Les petits Napoléons des organismes de recherche

L’approche d’un bicentenaire sans intérêt donnerait-elle des idées aux nostalgiques d’un pouvoir impérial ? Sans nécessaire référence historique, des ambitions ordinaires trouvent en tout cas, ces temps-ci, grâce à la diversion entretenue par la CoviD, l’occasion de pousser discrètement leurs pions.
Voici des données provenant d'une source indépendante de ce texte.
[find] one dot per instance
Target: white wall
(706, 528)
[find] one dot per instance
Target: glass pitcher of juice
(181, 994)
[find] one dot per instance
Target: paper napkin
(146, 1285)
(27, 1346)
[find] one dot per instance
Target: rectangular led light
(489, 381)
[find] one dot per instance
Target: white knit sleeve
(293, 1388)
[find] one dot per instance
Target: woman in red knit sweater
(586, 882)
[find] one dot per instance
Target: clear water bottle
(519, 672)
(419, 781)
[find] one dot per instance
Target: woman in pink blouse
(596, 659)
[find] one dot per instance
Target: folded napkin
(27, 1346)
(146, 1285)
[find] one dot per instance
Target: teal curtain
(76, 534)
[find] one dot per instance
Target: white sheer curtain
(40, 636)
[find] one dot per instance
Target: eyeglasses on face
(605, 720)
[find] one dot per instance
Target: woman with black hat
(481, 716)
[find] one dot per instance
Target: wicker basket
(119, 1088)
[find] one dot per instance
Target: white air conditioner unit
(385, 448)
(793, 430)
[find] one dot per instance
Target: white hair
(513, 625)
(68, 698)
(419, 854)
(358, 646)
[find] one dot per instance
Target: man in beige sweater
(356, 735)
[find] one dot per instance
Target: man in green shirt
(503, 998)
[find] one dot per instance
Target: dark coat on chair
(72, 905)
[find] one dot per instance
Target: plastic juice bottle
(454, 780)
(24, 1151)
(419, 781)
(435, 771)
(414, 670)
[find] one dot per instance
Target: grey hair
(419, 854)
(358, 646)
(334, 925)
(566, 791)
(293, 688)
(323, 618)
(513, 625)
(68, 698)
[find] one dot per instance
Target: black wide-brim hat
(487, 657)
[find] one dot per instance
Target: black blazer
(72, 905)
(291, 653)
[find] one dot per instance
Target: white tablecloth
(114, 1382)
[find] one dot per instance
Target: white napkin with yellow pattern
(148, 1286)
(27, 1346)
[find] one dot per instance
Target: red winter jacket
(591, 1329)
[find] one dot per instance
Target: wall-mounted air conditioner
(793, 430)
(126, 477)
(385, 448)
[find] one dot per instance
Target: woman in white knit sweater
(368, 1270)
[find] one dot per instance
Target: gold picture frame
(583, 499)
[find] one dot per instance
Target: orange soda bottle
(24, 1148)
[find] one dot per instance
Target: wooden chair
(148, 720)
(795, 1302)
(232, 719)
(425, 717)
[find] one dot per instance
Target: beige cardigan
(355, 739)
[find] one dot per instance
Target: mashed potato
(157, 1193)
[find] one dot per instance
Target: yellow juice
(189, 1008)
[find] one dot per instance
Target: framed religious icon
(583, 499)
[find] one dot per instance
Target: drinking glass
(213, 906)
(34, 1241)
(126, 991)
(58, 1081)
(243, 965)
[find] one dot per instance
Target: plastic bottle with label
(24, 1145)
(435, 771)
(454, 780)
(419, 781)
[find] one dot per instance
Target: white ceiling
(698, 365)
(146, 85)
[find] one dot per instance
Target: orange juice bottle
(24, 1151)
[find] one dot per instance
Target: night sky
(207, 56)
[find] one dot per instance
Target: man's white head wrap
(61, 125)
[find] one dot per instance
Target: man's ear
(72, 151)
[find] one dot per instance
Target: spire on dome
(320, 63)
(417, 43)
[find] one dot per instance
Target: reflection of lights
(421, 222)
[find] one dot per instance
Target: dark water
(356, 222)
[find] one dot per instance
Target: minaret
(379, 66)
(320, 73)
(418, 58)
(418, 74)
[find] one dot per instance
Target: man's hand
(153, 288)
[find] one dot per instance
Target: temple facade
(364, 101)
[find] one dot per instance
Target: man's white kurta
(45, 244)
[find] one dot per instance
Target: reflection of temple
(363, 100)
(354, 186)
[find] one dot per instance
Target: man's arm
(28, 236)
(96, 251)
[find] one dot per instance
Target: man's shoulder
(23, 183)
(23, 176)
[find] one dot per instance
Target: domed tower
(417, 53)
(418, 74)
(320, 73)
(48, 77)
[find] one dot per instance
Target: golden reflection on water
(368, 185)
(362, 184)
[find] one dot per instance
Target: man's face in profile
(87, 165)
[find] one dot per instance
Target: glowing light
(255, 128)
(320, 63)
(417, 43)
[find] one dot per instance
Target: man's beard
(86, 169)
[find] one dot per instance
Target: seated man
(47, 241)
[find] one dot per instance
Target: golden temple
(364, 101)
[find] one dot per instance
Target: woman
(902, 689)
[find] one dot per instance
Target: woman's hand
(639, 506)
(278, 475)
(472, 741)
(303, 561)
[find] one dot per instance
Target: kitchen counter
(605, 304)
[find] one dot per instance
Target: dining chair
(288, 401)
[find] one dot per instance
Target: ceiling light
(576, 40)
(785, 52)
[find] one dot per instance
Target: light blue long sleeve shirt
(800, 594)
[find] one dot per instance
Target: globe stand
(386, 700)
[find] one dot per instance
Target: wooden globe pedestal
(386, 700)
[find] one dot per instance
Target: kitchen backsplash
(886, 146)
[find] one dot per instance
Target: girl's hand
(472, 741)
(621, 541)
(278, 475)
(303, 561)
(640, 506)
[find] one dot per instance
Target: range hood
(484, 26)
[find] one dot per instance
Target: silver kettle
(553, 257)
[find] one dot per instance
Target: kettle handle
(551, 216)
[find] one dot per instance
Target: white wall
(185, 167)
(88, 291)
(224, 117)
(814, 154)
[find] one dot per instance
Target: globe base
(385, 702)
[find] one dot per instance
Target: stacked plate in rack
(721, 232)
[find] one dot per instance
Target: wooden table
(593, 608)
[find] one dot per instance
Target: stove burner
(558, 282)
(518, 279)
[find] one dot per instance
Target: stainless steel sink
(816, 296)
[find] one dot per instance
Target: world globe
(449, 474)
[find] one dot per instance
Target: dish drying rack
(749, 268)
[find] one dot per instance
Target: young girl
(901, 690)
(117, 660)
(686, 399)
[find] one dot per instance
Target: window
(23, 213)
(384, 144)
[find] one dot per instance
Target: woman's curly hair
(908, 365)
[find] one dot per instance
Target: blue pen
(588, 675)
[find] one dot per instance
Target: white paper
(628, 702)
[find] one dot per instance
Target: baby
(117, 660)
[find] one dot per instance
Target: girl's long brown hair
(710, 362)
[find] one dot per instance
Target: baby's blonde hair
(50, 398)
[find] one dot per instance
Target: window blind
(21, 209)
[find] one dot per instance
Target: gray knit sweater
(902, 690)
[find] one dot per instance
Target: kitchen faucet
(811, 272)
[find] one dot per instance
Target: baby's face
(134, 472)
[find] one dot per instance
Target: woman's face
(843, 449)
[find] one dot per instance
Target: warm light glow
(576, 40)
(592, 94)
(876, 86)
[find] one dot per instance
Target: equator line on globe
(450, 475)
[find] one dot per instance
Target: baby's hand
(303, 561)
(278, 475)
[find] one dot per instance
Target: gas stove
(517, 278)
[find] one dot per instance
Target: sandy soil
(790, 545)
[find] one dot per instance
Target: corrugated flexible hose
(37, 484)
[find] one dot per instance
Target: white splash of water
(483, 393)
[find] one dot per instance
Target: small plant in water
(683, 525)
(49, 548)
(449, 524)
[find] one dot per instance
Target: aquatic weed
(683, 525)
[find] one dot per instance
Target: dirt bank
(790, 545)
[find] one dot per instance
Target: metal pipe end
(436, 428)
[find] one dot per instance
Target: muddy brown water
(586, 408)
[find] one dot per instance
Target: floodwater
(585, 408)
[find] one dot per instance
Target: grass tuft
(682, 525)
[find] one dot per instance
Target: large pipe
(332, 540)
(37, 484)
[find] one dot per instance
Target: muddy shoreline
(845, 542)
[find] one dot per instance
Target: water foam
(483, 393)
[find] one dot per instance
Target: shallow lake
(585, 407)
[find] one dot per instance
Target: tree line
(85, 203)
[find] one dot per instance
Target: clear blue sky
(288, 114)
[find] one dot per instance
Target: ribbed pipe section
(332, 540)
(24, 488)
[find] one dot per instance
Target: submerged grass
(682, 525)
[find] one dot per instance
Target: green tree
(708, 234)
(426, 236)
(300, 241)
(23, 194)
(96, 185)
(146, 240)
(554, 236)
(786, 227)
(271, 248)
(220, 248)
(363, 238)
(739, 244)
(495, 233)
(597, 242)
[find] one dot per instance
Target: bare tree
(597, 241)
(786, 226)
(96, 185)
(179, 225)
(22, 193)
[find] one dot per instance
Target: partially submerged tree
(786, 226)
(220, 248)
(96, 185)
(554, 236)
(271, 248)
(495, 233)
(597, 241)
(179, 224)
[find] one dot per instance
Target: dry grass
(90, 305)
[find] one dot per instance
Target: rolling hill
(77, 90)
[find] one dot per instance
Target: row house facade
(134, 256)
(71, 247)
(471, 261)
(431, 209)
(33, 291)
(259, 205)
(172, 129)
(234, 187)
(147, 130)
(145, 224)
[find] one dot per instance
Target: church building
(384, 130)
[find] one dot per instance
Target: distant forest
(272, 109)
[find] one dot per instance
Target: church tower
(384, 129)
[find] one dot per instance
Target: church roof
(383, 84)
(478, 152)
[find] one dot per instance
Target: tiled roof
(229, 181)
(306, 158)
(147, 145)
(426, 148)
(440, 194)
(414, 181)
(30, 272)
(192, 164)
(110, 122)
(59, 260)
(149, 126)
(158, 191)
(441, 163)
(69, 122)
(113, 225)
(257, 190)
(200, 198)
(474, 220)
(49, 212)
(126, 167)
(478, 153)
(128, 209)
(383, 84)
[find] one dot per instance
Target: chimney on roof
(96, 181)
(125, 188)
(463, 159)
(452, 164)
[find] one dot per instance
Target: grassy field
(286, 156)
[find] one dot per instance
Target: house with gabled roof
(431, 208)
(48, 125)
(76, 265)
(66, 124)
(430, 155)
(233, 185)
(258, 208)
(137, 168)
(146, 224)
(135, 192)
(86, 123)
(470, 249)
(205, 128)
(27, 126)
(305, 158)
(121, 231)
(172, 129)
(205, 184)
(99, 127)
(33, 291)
Le phénomène est indubitable dans nos organismes publics de recherche, établissements publics à caractère scientifique et technologique (EPST) en particulier, où les attaques contre toutes les formes de démocratie interne deviennent presque quotidiennes. Tantôt à l’INSERM, où le président-directeur général a réussi à se faire attribuer le droit de nommer le président du conseil scientifique, tantôt à l’INRIA, où le P-DG menace des élus de mesures de rétorsion pour avoir, seulement, fait leur travail d’information des personnels (cf. SNCS-Hebdo 20 n°9 le PDG de l’INRIA en pleine dérive autocratique). Au CNRS, le P-DG avance réforme après réforme pour réduire la démocratie interne à la portion congrue, poussant dernièrement à une réduction historique de la collégialité, tant en ce qui concerne les modes de désignation des membres du Comité national que son rôle dans les procédures de recrutement ...

Nous n’avons, probablement hélas, encore pas tout vu. L’épidémie n’ayant pas fini d’accaparer l’attention, les temps restent propices à la poursuite des manœuvres de détricotage. Nous ne les laisserons pas faire !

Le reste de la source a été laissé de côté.